FriendFeed launched a new advanced search capability today, reported on here.   I think it opens up the promise of FriendFeed to expand into something far more impactful and useful than it already was.

To date, I’ll confess that I’ve not been a heavy user of FF.  It was awesome in terms of its sheer conversational (and other) data that would go through there.  But in terms of usability, it seemed like people could get really, really drawn into threads and discussions that went way past their usefulness.  A bit like those email threads that just won’t die.  Prominent tech bloggers were getting sucked into the FriendFeed vortex, and interventions were being publicly advocated.

Yep, as someone who needs to stay productive, I had to stay away from FriendFeed.

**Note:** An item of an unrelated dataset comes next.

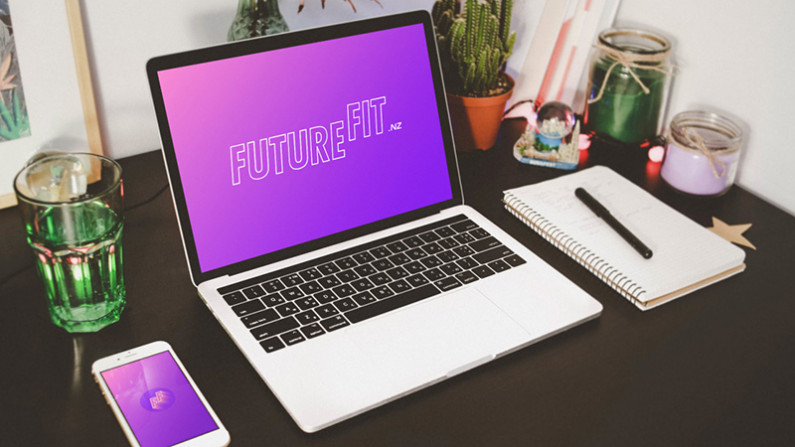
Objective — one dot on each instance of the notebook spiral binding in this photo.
(585, 257)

Now along comes the Advanced Search, and now, all these conversations become something that I can go and pull stuff out of.  I can choose to be part of the whitewater rapids of conversations flowing through FriendFeed, or I can drop my search in and fish out whatever I want.  I’m more of a fisher, and this feature’s great.  Obviously a ton of different scenarios could be useful as Marshall’s article mentions.  But this feels to me like FF could become a pretty strong platform where vertical searches on all sorts of stuff becomes important.

I’d watched FF from a distance, admiring it and thinking that it was pretty ingenious.  Now I’d say I’m pretty excited about their prospects indeed.